Graph-based decoding combined with deeplearning for named entity recognition

Multi-word expression (MWE) detection is a challenging Natural Language Processing (NLP) task that consists in finding isolated tokens or sequences of tokens that form high-level structures (i.e. multi-word expressions). Naively, this can be regarded as a sequence labeling task, which in fact influenced legacy MWE methods to use this strategy. In fact, this is not far fetched, since this approach has yielded highly accurate results so far. However, we have to point a couple of task-specific details:

Sparsity: Inside an utterance there are only a couple of tokens that must be labeled as named entities or multi-word expressions. This actually yields data sparsity and could bias the model towards not identifying any of the tokens as part of a multi-word expression;
Overlapping: MWE corpora contains many examples where high-level entities share tokens among each other. There are several ways in which this issue can be mitigated, for instance training several different classifiers for each type of label;
Long spans: It is often the case that MWE tokens are distantly distributed across a single utterance. Classical classifiers and even modern LSTM-based approaches are unable to detect such long range dependencies (though the later mentioned approach should), mainly because these cases are rare inside the training data and there is insufficient statistical evidence to support them.
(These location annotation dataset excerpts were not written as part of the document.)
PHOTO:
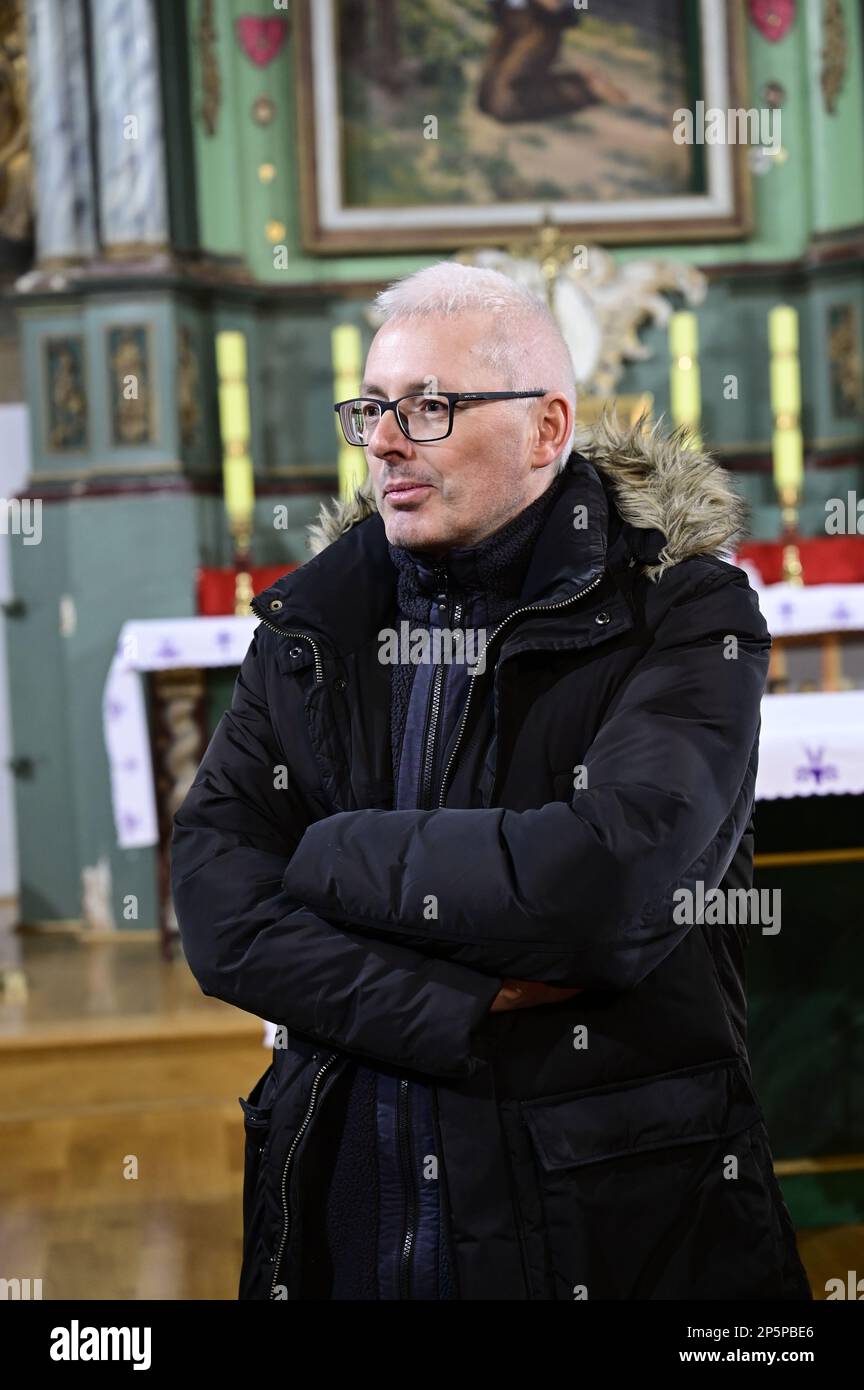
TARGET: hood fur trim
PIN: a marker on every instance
(660, 481)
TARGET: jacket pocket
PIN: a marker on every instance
(650, 1189)
(257, 1115)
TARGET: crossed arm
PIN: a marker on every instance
(581, 893)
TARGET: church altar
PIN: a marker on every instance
(810, 742)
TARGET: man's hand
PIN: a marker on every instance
(525, 994)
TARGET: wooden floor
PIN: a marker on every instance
(121, 1139)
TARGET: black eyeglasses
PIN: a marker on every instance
(422, 417)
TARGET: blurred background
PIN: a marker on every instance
(197, 203)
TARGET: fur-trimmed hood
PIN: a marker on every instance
(660, 483)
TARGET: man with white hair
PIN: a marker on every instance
(506, 1066)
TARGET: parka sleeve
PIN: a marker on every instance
(578, 893)
(253, 944)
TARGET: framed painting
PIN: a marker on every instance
(449, 124)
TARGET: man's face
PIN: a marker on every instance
(484, 473)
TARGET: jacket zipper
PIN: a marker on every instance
(313, 1101)
(284, 631)
(410, 1208)
(529, 608)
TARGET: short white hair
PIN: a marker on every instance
(522, 330)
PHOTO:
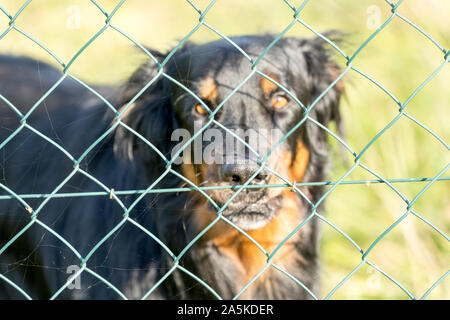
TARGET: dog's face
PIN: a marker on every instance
(254, 110)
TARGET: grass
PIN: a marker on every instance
(399, 58)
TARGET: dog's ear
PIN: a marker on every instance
(318, 71)
(151, 115)
(322, 71)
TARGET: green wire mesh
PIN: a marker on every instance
(252, 70)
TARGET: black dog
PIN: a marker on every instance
(40, 262)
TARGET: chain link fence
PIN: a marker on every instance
(34, 212)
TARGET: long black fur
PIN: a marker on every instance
(133, 262)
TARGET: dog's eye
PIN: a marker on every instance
(200, 109)
(279, 101)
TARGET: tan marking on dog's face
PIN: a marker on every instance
(207, 89)
(267, 86)
(300, 163)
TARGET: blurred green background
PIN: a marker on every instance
(400, 58)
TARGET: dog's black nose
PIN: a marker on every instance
(240, 173)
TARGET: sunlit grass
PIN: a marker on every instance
(400, 58)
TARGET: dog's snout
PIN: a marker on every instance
(240, 173)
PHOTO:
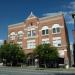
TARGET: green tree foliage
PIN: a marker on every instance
(12, 53)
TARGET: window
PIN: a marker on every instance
(31, 44)
(45, 41)
(20, 35)
(56, 28)
(20, 44)
(57, 42)
(45, 30)
(31, 33)
(12, 36)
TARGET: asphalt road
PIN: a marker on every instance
(23, 71)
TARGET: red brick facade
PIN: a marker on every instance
(36, 30)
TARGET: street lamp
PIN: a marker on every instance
(73, 16)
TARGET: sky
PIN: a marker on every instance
(15, 11)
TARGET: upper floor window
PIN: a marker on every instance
(31, 44)
(56, 28)
(12, 36)
(45, 41)
(20, 35)
(57, 41)
(31, 33)
(45, 30)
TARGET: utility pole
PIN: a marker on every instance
(73, 16)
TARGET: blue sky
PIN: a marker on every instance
(14, 11)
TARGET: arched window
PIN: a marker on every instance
(31, 31)
(12, 36)
(56, 28)
(20, 35)
(45, 30)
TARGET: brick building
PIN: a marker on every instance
(34, 31)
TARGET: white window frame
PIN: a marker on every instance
(45, 28)
(56, 26)
(57, 41)
(31, 44)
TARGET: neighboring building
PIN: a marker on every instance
(72, 57)
(1, 42)
(34, 31)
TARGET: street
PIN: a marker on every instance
(24, 71)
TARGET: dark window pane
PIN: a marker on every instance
(58, 29)
(29, 33)
(46, 31)
(33, 32)
(43, 32)
(54, 30)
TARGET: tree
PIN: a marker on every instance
(12, 53)
(46, 53)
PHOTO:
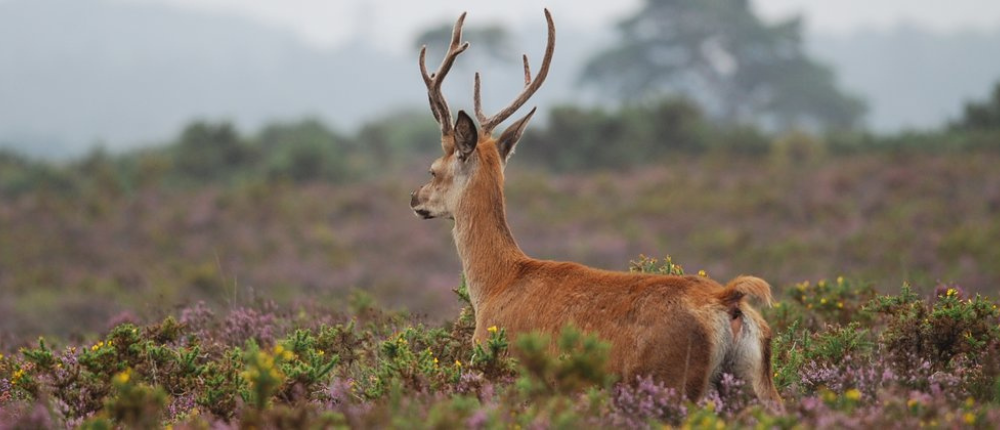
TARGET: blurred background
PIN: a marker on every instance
(157, 153)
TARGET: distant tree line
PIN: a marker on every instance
(573, 138)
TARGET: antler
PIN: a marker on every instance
(439, 106)
(489, 123)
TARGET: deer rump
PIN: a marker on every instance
(684, 331)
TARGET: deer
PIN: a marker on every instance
(684, 331)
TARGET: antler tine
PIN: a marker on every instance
(530, 86)
(439, 105)
(527, 71)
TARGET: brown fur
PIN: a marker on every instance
(682, 330)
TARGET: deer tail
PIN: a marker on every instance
(743, 286)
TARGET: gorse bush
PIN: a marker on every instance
(843, 356)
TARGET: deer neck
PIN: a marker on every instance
(483, 238)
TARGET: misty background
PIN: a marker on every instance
(75, 74)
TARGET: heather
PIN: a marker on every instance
(278, 280)
(844, 356)
(73, 261)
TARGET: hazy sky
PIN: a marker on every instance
(333, 22)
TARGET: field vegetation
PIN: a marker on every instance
(278, 279)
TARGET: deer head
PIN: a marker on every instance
(469, 150)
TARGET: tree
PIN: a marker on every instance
(981, 115)
(207, 151)
(719, 53)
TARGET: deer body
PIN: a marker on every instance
(682, 330)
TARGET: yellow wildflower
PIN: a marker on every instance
(123, 377)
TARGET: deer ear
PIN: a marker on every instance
(510, 136)
(466, 135)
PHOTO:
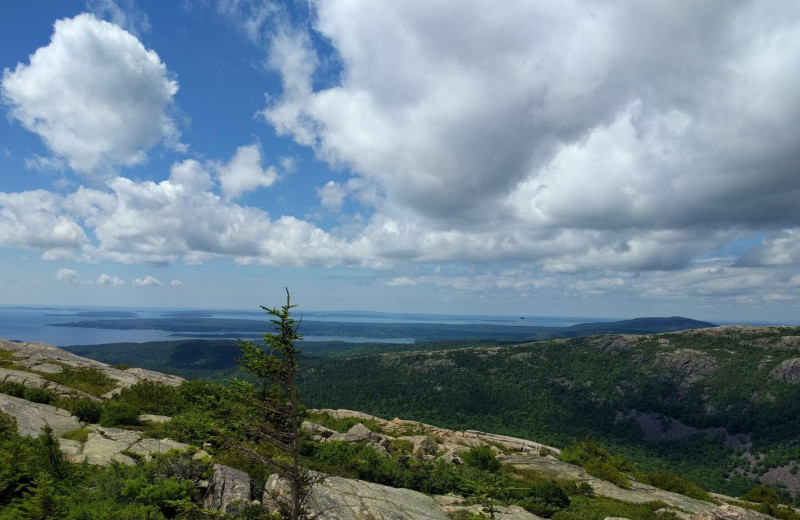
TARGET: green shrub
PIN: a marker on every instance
(482, 458)
(190, 427)
(8, 425)
(12, 388)
(762, 495)
(86, 410)
(546, 499)
(39, 395)
(151, 397)
(80, 435)
(344, 424)
(677, 484)
(598, 462)
(117, 413)
(87, 379)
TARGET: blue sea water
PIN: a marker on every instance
(37, 323)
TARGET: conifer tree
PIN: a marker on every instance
(275, 397)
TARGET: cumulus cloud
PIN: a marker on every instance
(94, 94)
(105, 279)
(243, 172)
(66, 275)
(121, 12)
(38, 219)
(148, 281)
(595, 120)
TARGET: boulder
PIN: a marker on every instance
(99, 450)
(318, 432)
(106, 444)
(788, 371)
(31, 417)
(32, 380)
(337, 498)
(423, 445)
(228, 490)
(154, 419)
(728, 512)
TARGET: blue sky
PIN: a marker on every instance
(617, 159)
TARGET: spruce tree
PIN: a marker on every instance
(274, 396)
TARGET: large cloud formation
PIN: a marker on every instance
(544, 119)
(592, 148)
(95, 95)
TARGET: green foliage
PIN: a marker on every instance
(152, 397)
(12, 388)
(86, 379)
(39, 395)
(763, 495)
(118, 413)
(546, 499)
(86, 410)
(48, 454)
(599, 508)
(8, 425)
(598, 462)
(41, 501)
(343, 424)
(677, 484)
(80, 435)
(363, 462)
(193, 427)
(482, 458)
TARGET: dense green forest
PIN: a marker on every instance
(713, 387)
(220, 328)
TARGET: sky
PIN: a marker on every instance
(572, 158)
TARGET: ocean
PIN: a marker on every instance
(26, 323)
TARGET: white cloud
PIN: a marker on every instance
(66, 275)
(37, 219)
(105, 279)
(583, 117)
(121, 12)
(243, 172)
(147, 281)
(95, 95)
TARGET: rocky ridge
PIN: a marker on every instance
(333, 498)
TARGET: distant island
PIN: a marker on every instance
(192, 325)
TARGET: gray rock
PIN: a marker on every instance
(32, 380)
(100, 450)
(46, 358)
(148, 446)
(229, 489)
(337, 498)
(359, 433)
(788, 371)
(317, 431)
(423, 445)
(155, 419)
(48, 368)
(31, 417)
(638, 494)
(728, 512)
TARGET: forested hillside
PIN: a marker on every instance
(718, 405)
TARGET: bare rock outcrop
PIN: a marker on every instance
(728, 512)
(228, 490)
(32, 417)
(44, 358)
(337, 498)
(33, 380)
(788, 371)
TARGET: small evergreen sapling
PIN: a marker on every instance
(274, 397)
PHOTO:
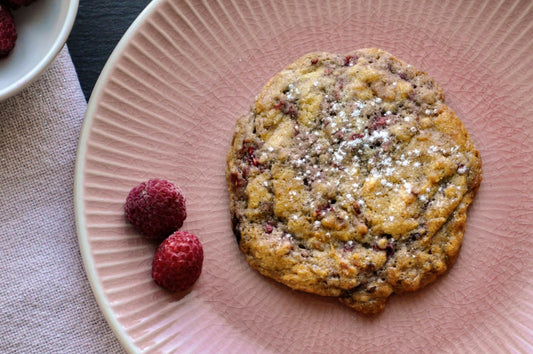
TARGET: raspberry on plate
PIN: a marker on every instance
(8, 32)
(178, 261)
(156, 208)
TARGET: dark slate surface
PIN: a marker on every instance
(99, 26)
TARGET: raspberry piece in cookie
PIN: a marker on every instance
(156, 208)
(350, 176)
(178, 261)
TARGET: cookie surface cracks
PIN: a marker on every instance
(351, 177)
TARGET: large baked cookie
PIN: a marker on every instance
(350, 177)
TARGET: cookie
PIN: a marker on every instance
(350, 177)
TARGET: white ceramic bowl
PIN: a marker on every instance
(43, 28)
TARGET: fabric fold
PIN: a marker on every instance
(46, 303)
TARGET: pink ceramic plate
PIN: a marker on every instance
(166, 104)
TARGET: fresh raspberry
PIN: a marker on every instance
(156, 208)
(15, 4)
(178, 261)
(8, 32)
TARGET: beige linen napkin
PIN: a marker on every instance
(46, 303)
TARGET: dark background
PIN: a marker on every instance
(99, 25)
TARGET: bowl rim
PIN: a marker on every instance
(43, 64)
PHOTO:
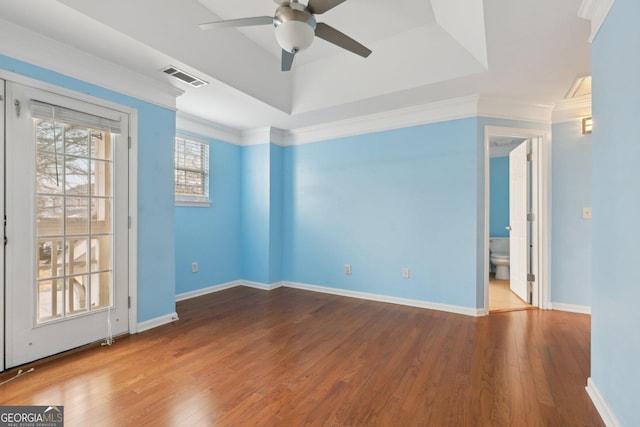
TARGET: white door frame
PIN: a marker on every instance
(133, 184)
(2, 120)
(540, 236)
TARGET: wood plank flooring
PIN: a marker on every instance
(245, 357)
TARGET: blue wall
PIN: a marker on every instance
(499, 197)
(255, 213)
(156, 130)
(571, 234)
(211, 235)
(383, 202)
(615, 323)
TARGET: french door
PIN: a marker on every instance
(66, 223)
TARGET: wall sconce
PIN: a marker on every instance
(587, 125)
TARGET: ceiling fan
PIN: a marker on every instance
(295, 28)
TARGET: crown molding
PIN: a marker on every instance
(596, 11)
(499, 108)
(256, 136)
(452, 109)
(196, 125)
(572, 109)
(35, 49)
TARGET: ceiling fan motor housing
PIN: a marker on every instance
(295, 27)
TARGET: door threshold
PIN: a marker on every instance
(506, 310)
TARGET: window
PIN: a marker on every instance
(191, 172)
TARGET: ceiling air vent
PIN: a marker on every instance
(184, 77)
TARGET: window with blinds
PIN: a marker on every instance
(191, 172)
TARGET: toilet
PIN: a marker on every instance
(499, 256)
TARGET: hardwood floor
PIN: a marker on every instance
(288, 357)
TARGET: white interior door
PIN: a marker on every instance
(518, 207)
(66, 174)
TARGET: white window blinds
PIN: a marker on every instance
(42, 110)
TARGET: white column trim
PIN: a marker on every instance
(601, 405)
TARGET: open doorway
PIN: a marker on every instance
(515, 240)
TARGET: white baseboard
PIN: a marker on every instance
(208, 290)
(158, 321)
(388, 299)
(572, 308)
(475, 312)
(262, 286)
(601, 405)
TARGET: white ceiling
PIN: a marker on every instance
(528, 51)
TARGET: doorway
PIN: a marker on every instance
(534, 279)
(66, 179)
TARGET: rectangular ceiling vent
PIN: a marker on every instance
(184, 77)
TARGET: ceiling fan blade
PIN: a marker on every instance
(287, 60)
(334, 36)
(242, 22)
(321, 6)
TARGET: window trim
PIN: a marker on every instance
(191, 200)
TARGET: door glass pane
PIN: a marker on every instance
(76, 294)
(49, 173)
(77, 215)
(49, 299)
(100, 253)
(49, 217)
(73, 221)
(49, 257)
(76, 141)
(77, 176)
(76, 256)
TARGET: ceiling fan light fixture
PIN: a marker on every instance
(294, 36)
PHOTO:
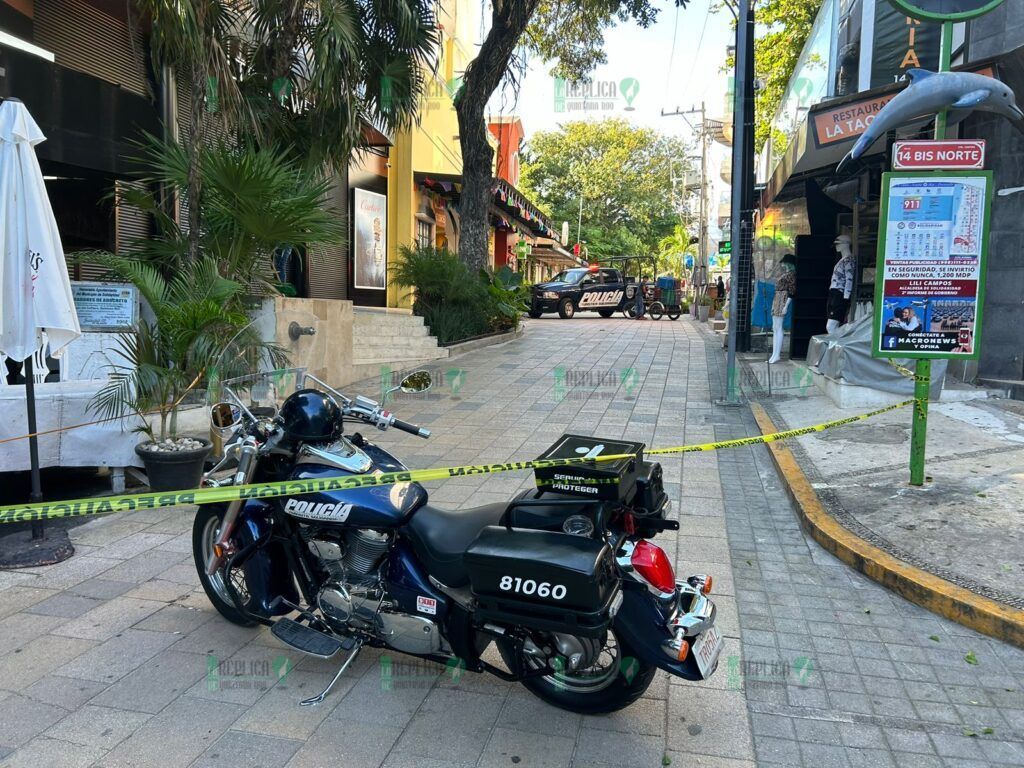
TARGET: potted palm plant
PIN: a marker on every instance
(707, 302)
(197, 334)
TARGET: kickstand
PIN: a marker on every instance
(341, 670)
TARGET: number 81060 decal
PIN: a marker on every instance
(529, 587)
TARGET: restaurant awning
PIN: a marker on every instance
(510, 208)
(829, 130)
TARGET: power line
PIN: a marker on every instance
(672, 55)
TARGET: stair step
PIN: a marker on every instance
(385, 357)
(361, 320)
(363, 370)
(381, 345)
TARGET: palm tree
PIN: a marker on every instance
(197, 39)
(299, 74)
(672, 248)
(317, 70)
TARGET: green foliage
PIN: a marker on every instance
(673, 249)
(571, 35)
(508, 295)
(199, 334)
(775, 53)
(314, 70)
(255, 202)
(304, 74)
(454, 302)
(624, 173)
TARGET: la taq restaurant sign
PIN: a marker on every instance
(847, 121)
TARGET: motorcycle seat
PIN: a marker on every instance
(440, 537)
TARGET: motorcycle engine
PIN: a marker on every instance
(354, 596)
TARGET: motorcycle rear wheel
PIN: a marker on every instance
(205, 530)
(615, 680)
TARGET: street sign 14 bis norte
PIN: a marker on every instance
(965, 155)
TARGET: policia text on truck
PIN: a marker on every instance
(603, 290)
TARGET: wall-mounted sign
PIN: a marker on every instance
(901, 43)
(946, 10)
(105, 306)
(933, 246)
(848, 121)
(963, 155)
(370, 251)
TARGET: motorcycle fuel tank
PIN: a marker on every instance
(373, 507)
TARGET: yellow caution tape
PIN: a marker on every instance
(136, 502)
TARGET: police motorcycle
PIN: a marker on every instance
(582, 605)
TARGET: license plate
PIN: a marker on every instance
(707, 649)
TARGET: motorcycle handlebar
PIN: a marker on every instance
(404, 426)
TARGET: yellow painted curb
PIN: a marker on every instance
(938, 595)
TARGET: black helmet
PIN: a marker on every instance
(310, 416)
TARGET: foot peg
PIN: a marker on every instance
(309, 640)
(353, 646)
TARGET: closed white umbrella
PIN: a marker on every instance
(35, 292)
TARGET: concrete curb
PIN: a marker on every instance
(473, 344)
(929, 591)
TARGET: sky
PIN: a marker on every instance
(675, 64)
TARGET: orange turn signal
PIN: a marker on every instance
(684, 650)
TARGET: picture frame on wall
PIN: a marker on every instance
(370, 246)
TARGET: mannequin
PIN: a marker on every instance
(842, 284)
(785, 289)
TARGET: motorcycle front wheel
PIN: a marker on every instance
(206, 527)
(616, 679)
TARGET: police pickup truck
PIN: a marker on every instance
(583, 289)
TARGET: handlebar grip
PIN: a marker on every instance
(404, 426)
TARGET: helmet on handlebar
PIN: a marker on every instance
(310, 416)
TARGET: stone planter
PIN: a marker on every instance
(174, 470)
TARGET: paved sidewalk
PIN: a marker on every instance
(116, 658)
(965, 524)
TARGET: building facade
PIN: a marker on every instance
(853, 64)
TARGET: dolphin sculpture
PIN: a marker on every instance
(932, 92)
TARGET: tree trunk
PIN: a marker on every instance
(484, 74)
(196, 124)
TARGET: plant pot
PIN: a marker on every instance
(174, 470)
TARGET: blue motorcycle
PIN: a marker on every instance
(583, 607)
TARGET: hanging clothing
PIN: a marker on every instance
(843, 274)
(785, 288)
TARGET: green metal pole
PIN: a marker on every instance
(923, 369)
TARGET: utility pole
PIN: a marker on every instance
(701, 260)
(742, 198)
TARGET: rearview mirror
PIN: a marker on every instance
(224, 416)
(417, 382)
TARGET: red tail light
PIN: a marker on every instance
(650, 562)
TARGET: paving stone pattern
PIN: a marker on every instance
(115, 657)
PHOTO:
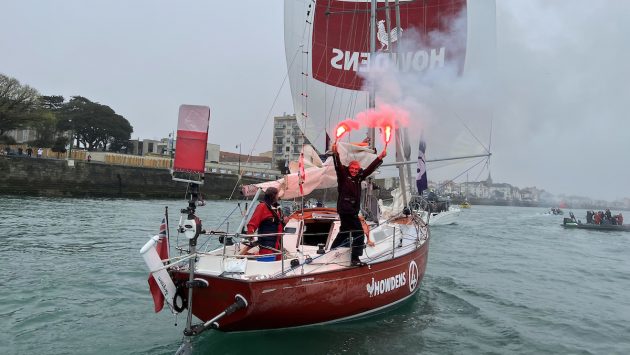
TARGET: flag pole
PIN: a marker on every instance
(168, 232)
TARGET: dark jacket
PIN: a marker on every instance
(348, 187)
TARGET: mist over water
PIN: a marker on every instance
(503, 280)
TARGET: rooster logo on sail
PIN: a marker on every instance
(387, 38)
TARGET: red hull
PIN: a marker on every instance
(311, 298)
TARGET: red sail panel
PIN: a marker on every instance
(192, 139)
(341, 40)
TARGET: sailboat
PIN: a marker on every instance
(306, 281)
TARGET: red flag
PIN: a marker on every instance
(162, 247)
(302, 173)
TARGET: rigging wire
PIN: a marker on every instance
(240, 175)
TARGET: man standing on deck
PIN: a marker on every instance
(268, 221)
(349, 202)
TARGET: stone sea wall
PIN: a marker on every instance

Our Named Entity Recognition (NER) system employs Graph-Based-Decoding (GBD) over a hybrid network architecture composed of bidirectional LSTMs for word-level encoding, with a MultiLayerPerceptron for detecting links inside entities and a unidirectional LSTM for label estimation:

We are currently working on integrating the NER branch into master. Until then, you can check out the source for the GDB-NER system at this repository, see the results obtained on the PARSEME corpus here. If interested, we also encourage you to read our paper draft

Our graph-based encoding/decoding strategy is able to cope with overlapping high-level entities and large spans between tokens, by forcing the model to focus on the dependencies between tokens that belong to the same expression. We start off with a sequence of words as input, and convert it into a sequence of fixed-sized vectors (by combining lexical and morphological attributes for every word). After this, we use two stacked Bidirectional LSTM (BDLSTM) layers, obtaining a list of vector embeddings for each word inside the original sequence. Next, we take each vector from the internal representation and we split it using three parallel $tanh$ layers into 3 separate "projections".

As such, for each word $w_i$, we obtain three vectors which we will refer to as $v_i^0$, $v_i^1$ and $v_i^2$. Finally, for every pair of words $w_i$ and $w_j$ with $i\neq j$ we use single unit sigmoid activation, outputting the probability of the two words being part of the same high-level expression or not. The input for the sigmoid unit is obtained by concatenating the first vector from the split operation for word $w_i$ (i.e. $v_i^0$) with the second vector of the split operation for word $w_j$ (i.e. $v_j^1$). We store the resulting values in an adjacency matrix $a$.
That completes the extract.